Read Part One My life, the dream and the Western Balkans Fund http://westernbalkansfund.org/2022/11/03/my-life-the-dream-and-the-wbf-project/ _____________________________________________________________________________
And now, thanks to the Western Balkans Fund intervention, the airfield has become a hub of large-scale friendship and reconciliation.
We visited the airfield during the 3-day event of “Bird’s Perspective from Balkan Clean Sky” project earlier in September. During the event, which promoted air sports and a clean and safe environment in the Western Balkans Region, we met with Fadil Gërguri, the founder of Fly Dardania Air Club.
With Aero Club Nasa Krili Paracin and Center for Innovation and Development Inos Prilep, Fly Dardania was a partner and an integral part of the successful project implemented by SkyRiders Prilep.
The project supported financially by the Western Balkans Fund has already set an example, which Mr Gërguri is eager to implement in his town, Podujevo, Kosovo*.
WBF – Mr Gërguri. Tell us something more about the history of your club, the Fly Dardania?
Mr Gërguri – My club was formed six years ago. Before that, I used to be the President of the Aeronautical Federation. Our activities concentrate to paragliding, but now, thanks to this project funded by the Western Balkans Fund, which we sincerely thank, we are diversifying to new air activities, such as gliding. With SkyRiders Prilep, we have long-standing cooperation, starting from 2003-04.
WBF – How did you fall in love with air sports?

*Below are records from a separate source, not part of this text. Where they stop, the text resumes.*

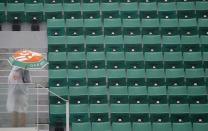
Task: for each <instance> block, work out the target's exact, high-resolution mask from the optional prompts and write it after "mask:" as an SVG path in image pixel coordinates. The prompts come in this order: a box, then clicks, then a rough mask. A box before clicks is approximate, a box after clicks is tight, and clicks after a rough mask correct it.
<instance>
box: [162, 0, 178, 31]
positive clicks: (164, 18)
mask: <svg viewBox="0 0 208 131" xmlns="http://www.w3.org/2000/svg"><path fill="white" fill-rule="evenodd" d="M173 4H175V3H173ZM174 8H175V7H174ZM168 9H171V8H168ZM159 17H160V27H162V28H174V27H178V26H179V23H178V19H177V15H176V13H175V11H172V12H165V11H164V12H159Z"/></svg>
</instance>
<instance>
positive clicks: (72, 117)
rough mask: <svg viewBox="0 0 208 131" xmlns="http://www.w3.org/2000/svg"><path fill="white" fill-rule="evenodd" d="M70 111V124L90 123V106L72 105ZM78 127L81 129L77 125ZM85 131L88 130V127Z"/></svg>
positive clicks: (84, 105)
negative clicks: (89, 108) (87, 129)
mask: <svg viewBox="0 0 208 131" xmlns="http://www.w3.org/2000/svg"><path fill="white" fill-rule="evenodd" d="M69 111H70V122H71V123H72V124H73V123H75V122H78V123H79V122H81V123H85V122H88V121H89V117H88V113H89V106H88V104H70V106H69ZM76 126H77V127H79V126H78V125H76ZM72 129H73V125H72ZM76 130H77V129H76ZM83 130H87V129H86V127H85V129H83Z"/></svg>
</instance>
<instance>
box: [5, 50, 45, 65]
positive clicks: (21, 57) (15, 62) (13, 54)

I am a parachutist. I have been jumping with parachutes since the eighties. I had the fortune to start at 16, thanks to the vicinity of my home with the airport of Batllava, in Podujevo. Later I become a pro parachutist while serving in the army. I served in Nis, Serbia. Unfortunately, in the nineties, many things were destroyed. Still, now things have improved, and I am pleased to see more and more youngsters all over the Region approach our clubs and become part of the unique adventure that only air sports can offer.
WBF – Tell us more about the current situation of air sports in Kosovo. And what are your plans for the future?
After the War, only the enthusiasm of people who shared the same passion as me allowed jumping, gliding and other air sports to return to prominence. It was tough, and it is still hard. There are many difficulties, one of them being the control of the low airspace by KFOR, which currently permits freely only paragliding activities, while for the rest, it is very hard to obtain a permit. Moreover, the Batllava airport in Podujevo is currently inaccessible due to a Court decision. Still, I am confident it will be resolved soon, and we hope to do something similar like was done here in Prilep. Thanks to the project, we now have many partners, and we aim to make it happen next year, a similar, why not an even larger event in Podujevo.
WBF – What is your approach towards young people? Do you have any plans on how to reach them?
It takes work. Our financial capabilities are minimal. Sponsors do not come easily because our sport consists mainly in jumping from mountains. We need to do flyovers over cities to obtain funds, but we don’t want that. However, on the bright side, many young people feel very enthusiastic about what we do, and thanks to funding provided by organizations like Western Balkans Fund, we hope to have many more resources to push forward not only our passion, but also reconciliation and cooperation at a large scale.
*This designation is without prejudice to positions on status, and is in line with UNSCR 1244 and the ICJ Opinion on the Kosovo Declaration of Independence.